Couvrant la période allant du 1er janvier 2000 au 17 août 2003, le tome 3 de son journal témoigne d’une vie qui va dans le sens d’une marginalisation, d’une rupture. L’auteur, qui va avoir 47 ans et « fait » l’éditeur chez Balland – il y accomplit un travail de réécriture « à des degrés divers, sur presque tous les manuscrits… » – y apparaît très affecté par l’échec de Lauve le pur, jugé politiquement suspect par les « vigilants », et écrit « non seulement contre l’époque, mais aussi peut-être contre les lecteurs qui ont aimé les Pythre et les Piale ». Millet marine dans la dépression, ne joue plus de piano. « Il y a chez moi une espèce d’indifférence qui gouverne ma vie en profondeur et qui relève de la maladie autant que de la vanité de toutes choses. » Il lutte contre des pulsions de mortification, boit trop de whisky, vit sous tranquillisant tout en cherchant à se tenir « dans une pliure frémissante de la langue ».

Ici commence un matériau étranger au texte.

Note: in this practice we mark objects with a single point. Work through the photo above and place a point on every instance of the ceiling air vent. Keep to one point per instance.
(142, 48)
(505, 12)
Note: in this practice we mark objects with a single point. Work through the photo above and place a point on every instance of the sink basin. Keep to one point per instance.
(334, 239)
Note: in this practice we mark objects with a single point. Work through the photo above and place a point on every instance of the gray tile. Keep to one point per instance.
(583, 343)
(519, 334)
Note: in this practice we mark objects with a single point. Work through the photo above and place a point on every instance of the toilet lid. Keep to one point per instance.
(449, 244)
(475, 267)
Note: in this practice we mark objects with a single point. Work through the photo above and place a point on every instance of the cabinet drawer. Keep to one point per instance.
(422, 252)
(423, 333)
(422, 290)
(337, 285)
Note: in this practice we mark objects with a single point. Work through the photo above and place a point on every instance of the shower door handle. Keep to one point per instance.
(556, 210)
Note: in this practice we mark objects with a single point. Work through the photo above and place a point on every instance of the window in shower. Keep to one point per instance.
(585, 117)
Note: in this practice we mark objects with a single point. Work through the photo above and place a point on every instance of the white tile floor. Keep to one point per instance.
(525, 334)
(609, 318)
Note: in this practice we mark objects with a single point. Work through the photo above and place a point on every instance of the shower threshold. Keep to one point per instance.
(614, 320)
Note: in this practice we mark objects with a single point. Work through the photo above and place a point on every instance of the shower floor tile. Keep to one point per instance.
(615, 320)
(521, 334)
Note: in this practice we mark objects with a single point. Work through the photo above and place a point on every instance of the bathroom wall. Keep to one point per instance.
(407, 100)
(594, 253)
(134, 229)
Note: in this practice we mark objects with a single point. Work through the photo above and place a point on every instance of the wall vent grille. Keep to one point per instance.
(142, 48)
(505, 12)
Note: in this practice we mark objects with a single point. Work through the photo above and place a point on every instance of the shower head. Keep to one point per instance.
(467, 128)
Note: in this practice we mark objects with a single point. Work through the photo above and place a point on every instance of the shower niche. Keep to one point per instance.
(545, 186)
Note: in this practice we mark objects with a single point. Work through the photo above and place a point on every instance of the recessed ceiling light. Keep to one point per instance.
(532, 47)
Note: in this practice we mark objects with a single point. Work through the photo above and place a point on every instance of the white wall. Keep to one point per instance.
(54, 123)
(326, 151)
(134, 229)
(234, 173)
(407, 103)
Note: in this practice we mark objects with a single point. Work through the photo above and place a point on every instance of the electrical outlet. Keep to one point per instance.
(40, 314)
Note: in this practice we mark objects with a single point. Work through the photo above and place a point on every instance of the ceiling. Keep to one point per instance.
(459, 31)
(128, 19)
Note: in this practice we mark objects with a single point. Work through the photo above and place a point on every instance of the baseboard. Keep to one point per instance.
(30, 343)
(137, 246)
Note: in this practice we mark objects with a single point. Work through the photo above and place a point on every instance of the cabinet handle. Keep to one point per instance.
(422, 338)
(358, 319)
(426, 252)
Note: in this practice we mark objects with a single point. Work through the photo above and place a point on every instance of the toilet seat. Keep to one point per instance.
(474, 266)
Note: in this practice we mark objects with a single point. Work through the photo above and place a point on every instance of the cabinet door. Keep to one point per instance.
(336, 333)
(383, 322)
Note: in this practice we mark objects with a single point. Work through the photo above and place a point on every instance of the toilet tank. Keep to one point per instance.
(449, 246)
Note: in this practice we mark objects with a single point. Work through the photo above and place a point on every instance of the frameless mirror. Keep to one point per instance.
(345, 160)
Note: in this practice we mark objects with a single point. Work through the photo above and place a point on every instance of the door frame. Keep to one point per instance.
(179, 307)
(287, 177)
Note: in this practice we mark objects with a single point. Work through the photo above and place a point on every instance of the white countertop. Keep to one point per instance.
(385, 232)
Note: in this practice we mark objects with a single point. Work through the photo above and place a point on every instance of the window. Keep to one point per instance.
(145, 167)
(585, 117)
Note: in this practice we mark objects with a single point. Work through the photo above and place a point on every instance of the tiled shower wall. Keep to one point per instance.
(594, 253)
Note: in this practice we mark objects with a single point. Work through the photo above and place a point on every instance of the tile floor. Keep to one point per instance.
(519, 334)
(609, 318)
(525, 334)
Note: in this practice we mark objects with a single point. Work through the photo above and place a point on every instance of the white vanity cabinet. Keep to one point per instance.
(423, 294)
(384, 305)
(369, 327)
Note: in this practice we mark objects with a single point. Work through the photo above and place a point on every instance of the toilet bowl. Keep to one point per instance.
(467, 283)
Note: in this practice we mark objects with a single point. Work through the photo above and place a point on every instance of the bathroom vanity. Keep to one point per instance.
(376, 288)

Mais comment continuer à écrire avec, à l’esprit, l’idée que la littérature est en train de mourir ? C’est là qu’est tout l’intérêt de ce journal qui met au premier plan le moi-écrivain aux prises avec la réalité sociale, l’aplatissement linguistique et une époque de plus en plus inquisitrice, obligeant « à se soumettre ou à entrer dans une logique de guerre ». Journal d’un corps qui ne peut que constater l’impossibilité de mener de front une œuvre littéraire et une vie de famille. « L’écrivain est un monstre. Comment en sortir ? Pourquoi les femmes ne tiennent-elles pas compte de la dimension forcément dévorante de l’écriture ? »
« Aimer mes semblables ou bien la loi qui m’oblige à les aimer et qui me protège de ma propre haine ? »
Artiste au sens nietzschéen – « celui qui dit oui à tout ce qui est problématique et trouble » – Richard Millet, qui n’est que littérature, a le sentiment « d’être bête, moche, coupable », et pour qui la puissance sexuelle de la beauté est « une forme de l’enfer ici-bas », ne cache rien de la lutte acharnée qu’il doit mener contre lui-même, contre les gouffres de l’angoisse, contre « un classicisme intemporel et faisandé, voire maniéré, et cet appareil syntaxique qui vise l’excès de l’épuisement de la phrase ». Car en dépit des vanités mondaines, des combats à mener pour trouver sa place dans une maison d’édition (particulièrement édifiantes sont les allusions au « maquereautage » littéraire, à ses combines et ses règlements de comptes sur fond de déclin de la langue et d’euphémisation du réel), et par-delà les rencontres, déjeuners, tournées promotionnelles – Allemagne, Pologne, Suède, Québec, Tunis, Damas, sans oublier les nombreux voyages au Liban – Richard Millet écrit, poursuit son œuvre. On suit l’élaboration du processus créatif, le rythme des réécritures – souvent quatre. On voit naître La Voix d’alto, le « roman de Siom », son livre des morts limousins – « autant qu’un roman familial, un essai sur moi-même, une autobiographie imaginaire, et une réflexion sur le roman, l’écriture, le temps. Un texte hanté par la mort, les fantasmes, le corps, la disparition, la langue, la virginité, la pureté – tant de choses inaudibles, aujourd’hui » –, et s’achever Le Renard dans le nom.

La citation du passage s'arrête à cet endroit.